After circumnavigating the cathedral at least twice by day and night, it was time to venture inside. Unlike Norwich it is not free to enter, but you can buy a combination ticket with the castle and the admission includes a floor tour. Originally built by the Normans after the defeat in 1066, Lincoln cathedral was consecrated in 1092. The diocese stretched from the Humber in the north to the Thames in the south, and after an earthquake in 1185 only the west front remains from the Norman period.
Inside, it is filled with light from the many stained-glass windows. (You guessed it, a separate post will follow)
Depressingly filled with light-sucking dark plastic chairs. Originally the space would have been empty and the spaces used for markets. When people gathered for services they would have stood.
A pilgrimage is a special kind of a journey
The font is made of a black carboniferous limestone from France, waxed and polished to resemble marble. Its sides are carved with mythical beasts of good and evil fighting.
To your left is the art work of William Fairbank, “The Forest Stations” which show Jesus’s journey to the Crucifixion and Resurrection, carved from many different types of wood.
At the crossing you can see that the church was built in the shape of a cross. Huge rose windows face each other from the north and south transepts.

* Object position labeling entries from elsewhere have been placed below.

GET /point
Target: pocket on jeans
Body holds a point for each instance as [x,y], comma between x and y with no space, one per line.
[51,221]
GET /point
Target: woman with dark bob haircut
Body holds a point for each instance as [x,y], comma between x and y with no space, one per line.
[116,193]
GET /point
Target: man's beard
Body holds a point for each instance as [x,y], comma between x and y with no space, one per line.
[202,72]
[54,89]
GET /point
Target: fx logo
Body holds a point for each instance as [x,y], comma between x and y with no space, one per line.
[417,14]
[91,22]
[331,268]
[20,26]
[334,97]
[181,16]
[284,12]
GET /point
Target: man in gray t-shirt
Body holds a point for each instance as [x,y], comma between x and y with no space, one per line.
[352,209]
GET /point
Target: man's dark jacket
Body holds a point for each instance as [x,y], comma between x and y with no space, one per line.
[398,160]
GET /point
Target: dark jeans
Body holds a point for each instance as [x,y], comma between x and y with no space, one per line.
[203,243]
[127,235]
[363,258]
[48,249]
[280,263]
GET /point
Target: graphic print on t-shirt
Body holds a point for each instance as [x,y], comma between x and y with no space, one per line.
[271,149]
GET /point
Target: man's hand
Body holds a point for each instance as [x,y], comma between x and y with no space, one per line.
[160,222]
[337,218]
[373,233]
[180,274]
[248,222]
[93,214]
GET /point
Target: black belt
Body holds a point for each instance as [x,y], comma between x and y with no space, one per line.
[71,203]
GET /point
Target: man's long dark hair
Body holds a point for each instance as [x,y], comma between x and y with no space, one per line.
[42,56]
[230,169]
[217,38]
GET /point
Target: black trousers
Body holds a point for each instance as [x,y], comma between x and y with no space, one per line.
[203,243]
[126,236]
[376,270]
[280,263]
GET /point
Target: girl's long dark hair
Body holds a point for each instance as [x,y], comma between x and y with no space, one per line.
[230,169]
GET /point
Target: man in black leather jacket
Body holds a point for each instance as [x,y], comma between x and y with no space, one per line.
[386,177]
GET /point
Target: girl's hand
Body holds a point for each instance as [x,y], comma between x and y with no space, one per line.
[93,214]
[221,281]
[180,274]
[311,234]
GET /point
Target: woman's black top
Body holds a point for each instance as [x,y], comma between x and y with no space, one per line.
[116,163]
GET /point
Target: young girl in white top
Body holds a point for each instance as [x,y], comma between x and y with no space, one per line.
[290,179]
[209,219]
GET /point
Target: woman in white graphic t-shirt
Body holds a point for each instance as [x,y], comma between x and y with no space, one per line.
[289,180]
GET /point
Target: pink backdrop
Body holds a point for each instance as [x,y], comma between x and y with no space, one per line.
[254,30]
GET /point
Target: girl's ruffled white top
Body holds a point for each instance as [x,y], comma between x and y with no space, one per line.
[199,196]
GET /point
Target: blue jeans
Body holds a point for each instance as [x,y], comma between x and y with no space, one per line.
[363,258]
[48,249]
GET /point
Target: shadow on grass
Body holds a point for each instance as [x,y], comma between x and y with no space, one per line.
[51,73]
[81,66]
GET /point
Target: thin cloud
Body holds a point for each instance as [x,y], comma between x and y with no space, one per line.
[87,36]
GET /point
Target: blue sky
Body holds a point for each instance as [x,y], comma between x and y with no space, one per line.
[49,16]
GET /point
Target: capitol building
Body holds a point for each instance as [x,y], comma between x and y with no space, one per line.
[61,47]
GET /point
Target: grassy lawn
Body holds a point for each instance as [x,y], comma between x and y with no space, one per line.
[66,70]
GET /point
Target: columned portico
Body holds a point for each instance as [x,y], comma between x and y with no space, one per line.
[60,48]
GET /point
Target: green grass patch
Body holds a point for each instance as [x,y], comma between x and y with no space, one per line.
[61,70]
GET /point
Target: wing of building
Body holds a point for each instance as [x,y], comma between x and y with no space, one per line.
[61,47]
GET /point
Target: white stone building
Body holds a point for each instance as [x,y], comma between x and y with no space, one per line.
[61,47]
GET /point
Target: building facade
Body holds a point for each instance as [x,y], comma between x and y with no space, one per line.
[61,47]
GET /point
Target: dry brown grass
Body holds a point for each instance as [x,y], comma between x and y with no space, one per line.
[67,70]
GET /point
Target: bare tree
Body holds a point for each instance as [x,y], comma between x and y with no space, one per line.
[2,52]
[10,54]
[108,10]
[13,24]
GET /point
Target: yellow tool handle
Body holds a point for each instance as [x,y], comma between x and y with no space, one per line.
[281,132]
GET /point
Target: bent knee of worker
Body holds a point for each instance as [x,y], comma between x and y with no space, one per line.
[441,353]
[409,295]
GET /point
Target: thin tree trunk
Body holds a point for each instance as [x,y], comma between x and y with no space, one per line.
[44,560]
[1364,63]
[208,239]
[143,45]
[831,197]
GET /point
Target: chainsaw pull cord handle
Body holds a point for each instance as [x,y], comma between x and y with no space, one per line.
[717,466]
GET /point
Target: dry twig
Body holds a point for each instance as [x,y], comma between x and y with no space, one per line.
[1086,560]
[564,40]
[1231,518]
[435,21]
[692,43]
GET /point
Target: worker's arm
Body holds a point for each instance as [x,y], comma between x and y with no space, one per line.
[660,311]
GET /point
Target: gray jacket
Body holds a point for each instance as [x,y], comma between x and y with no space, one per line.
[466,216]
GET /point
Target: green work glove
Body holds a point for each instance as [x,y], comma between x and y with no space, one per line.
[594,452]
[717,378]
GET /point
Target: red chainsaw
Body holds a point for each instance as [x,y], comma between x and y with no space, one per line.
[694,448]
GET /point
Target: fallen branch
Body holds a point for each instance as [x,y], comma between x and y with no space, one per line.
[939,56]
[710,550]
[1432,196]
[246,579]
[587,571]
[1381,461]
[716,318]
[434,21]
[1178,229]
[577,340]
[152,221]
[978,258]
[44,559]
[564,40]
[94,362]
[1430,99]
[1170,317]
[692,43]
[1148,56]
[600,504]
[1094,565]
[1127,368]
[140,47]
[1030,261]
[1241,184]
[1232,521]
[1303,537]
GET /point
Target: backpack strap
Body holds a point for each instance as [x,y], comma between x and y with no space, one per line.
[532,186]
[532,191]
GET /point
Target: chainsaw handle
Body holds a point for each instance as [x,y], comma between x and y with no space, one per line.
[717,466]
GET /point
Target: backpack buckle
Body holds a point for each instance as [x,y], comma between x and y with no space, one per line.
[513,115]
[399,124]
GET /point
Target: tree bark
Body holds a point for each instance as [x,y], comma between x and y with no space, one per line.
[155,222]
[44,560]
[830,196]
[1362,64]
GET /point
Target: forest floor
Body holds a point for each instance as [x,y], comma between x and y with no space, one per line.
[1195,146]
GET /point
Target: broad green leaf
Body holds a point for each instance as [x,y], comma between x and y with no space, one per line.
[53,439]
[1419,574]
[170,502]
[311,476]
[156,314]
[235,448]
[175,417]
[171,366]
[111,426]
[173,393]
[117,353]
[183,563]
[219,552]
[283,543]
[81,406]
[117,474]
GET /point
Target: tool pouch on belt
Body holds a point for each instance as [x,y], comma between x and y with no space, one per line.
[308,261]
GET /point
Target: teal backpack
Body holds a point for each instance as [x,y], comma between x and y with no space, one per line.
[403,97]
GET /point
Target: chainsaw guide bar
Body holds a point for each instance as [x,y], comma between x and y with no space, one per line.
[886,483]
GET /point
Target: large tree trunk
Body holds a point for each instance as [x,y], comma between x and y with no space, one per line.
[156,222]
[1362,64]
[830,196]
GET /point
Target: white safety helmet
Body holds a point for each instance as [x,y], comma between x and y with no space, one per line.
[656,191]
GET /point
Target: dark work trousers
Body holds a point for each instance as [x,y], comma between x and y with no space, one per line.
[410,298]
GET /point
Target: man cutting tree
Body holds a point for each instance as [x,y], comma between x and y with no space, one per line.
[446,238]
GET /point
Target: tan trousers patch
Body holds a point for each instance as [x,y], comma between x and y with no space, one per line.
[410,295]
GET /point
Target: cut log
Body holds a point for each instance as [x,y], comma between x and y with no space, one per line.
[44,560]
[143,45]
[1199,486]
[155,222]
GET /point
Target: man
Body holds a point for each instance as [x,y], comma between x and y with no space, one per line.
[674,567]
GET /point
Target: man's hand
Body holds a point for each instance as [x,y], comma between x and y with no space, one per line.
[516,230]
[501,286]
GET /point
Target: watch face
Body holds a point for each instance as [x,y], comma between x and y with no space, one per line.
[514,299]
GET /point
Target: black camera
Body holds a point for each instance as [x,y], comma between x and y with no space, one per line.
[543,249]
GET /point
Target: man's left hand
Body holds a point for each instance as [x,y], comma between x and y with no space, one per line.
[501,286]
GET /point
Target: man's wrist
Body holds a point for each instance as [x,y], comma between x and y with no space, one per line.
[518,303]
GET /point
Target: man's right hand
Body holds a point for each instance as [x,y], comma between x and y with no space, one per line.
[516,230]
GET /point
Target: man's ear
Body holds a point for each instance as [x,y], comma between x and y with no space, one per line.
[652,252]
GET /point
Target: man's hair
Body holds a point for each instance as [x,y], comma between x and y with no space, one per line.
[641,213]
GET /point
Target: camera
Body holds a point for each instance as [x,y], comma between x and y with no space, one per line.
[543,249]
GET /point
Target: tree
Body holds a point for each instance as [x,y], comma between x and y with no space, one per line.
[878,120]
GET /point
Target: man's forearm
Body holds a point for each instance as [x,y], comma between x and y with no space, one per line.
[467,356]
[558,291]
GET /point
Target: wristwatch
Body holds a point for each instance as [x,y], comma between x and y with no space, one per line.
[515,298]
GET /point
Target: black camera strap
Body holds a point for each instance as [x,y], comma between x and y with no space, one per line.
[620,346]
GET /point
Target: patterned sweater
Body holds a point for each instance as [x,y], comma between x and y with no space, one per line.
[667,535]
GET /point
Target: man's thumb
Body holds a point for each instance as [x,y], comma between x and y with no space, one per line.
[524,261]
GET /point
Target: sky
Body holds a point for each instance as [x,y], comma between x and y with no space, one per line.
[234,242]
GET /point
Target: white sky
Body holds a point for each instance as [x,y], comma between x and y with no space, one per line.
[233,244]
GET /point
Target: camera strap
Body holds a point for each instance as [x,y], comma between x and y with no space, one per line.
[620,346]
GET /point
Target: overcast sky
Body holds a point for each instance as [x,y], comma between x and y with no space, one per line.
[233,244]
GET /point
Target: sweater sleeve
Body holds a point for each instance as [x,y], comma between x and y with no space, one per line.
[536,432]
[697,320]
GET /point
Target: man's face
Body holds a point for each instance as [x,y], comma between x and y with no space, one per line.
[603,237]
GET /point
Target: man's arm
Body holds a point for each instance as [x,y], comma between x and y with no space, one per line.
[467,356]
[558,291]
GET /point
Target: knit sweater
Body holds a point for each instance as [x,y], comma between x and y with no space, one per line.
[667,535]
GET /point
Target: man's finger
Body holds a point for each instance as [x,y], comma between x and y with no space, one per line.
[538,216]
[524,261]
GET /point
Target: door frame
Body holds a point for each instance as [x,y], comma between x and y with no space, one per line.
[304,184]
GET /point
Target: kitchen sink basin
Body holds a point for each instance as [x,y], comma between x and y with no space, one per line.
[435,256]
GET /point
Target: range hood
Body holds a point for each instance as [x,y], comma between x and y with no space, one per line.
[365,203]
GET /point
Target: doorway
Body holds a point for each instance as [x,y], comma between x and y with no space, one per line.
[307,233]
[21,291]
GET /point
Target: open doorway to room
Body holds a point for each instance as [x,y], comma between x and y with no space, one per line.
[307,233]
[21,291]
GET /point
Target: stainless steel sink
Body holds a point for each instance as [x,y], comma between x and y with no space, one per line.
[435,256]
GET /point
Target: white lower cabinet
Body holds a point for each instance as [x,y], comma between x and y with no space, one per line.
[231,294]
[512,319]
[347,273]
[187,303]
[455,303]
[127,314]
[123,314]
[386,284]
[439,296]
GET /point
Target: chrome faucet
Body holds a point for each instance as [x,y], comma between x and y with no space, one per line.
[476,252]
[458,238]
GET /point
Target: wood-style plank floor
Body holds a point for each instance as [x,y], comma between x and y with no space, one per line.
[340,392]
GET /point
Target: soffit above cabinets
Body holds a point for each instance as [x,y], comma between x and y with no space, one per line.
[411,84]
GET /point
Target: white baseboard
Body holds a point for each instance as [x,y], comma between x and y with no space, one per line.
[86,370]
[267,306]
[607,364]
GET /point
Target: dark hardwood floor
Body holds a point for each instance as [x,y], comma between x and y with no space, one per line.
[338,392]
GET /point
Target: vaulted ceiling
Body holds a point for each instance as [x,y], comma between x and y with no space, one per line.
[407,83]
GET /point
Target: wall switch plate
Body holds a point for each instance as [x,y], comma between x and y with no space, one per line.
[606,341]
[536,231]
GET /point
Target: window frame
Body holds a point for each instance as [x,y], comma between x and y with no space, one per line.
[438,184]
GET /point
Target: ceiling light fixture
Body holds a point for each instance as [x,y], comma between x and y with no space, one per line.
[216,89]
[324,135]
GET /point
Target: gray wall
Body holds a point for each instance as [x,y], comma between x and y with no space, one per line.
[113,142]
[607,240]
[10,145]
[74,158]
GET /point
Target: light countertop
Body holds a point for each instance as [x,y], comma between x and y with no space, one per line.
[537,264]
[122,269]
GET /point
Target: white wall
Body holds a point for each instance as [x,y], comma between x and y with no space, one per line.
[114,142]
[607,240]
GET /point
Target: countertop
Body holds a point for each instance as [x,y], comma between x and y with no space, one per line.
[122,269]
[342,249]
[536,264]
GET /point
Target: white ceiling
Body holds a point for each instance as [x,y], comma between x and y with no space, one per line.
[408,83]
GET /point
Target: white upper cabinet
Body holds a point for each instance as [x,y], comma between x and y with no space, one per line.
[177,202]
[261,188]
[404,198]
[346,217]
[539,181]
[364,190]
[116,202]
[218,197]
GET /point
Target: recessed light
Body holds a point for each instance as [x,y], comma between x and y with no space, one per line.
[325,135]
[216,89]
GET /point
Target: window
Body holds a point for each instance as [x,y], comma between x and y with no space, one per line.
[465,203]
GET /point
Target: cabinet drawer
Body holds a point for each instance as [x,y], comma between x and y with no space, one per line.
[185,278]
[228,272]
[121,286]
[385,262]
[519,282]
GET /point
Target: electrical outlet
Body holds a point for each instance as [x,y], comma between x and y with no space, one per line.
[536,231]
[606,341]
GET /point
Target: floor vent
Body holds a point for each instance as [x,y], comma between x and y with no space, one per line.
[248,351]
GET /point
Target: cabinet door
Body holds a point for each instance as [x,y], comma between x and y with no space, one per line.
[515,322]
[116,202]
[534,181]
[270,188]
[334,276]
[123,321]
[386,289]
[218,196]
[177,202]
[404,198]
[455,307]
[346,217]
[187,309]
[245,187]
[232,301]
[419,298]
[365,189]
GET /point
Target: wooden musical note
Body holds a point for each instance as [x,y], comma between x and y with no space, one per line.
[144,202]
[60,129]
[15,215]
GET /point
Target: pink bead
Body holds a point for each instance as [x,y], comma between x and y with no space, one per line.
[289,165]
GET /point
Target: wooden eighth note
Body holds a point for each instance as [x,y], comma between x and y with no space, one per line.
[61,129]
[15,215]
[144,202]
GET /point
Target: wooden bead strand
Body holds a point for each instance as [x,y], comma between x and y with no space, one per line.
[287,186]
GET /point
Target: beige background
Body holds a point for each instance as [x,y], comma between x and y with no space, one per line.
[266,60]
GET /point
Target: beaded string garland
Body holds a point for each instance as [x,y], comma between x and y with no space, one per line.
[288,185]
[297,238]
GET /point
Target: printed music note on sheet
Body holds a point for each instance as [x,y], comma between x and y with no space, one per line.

I’ll go into more detail about the windows in a separate post. In the north transept you find the Service Chapels – for remembering soldiers, sailors and airmen. Lincoln cathedral is especially connected with those who served in the Bomber Command during WWII.
As usual in English cathedrals, the full vista of the nave is blocked, and the choir – in this case St Hugh’s Choir which is almost a church within a church – is hidden from view. However, in this case the screen is exquisitely beautiful. Carved in stone and originally painted in bright colours, some of which can be still seen in faded glory, it was built in 1330 to separate the clergy, their assistants and the choir from the congregation.
I was so taken by the carvings on this screen that I will make a separate post showing the details.
At the far end of the nave is the Angel Choir where you will find several tombs and the infamous Lincoln Imp, if you look closely enough. Legend has it that he caused so much chaos one of the angels turned him to stone.
Eleanor of Castile (1241 – 1290) was the Queen Consort of Edward I. Her entrails were buried in a visceral tomb to avoid the unpleasant smells of moving her body to Westminster Abbey. When she died, near Lincoln, her husband famously ordered a stone cross to be erected at each stopping-place on the journey to London, ending at Charing Cross. (The Eleanor Crosses)
As usual I was particularly interested in the choir area. Lincoln has some delightful misericords, unfortunately all the seats were down ready for Evensong when we entered, and on gently raising one to see what lay beneath I was verbally assaulted by one of the clergymen. Despite the fact that the seats are raised daily and sat upon he proceeded to lecture me loudly and publicly about the damage I could cause to the medieval hinges (?) – I politely pointed out that there is no notice or ropes to indicate that one should not look at the seats, but he was not in any mood to listen. A nearby fellow photographer hastily withdrew from the choir, and my OH was almost shaking with anger. The altercation did somewhat sour our visit and I was saddened not to have at least seen the carvings in person.
However, do not let my mishap deter you from visiting the Choir as it is very beautiful and is where the Bishop’s throne – cathedra – is located.
Lincoln cathedral does have a cloister, but much smaller than that of Norwich, built around 1296 and unusually on the north side.
Three sides are †13c. They have a wooden ceiling with carved bosses and Gothic arches.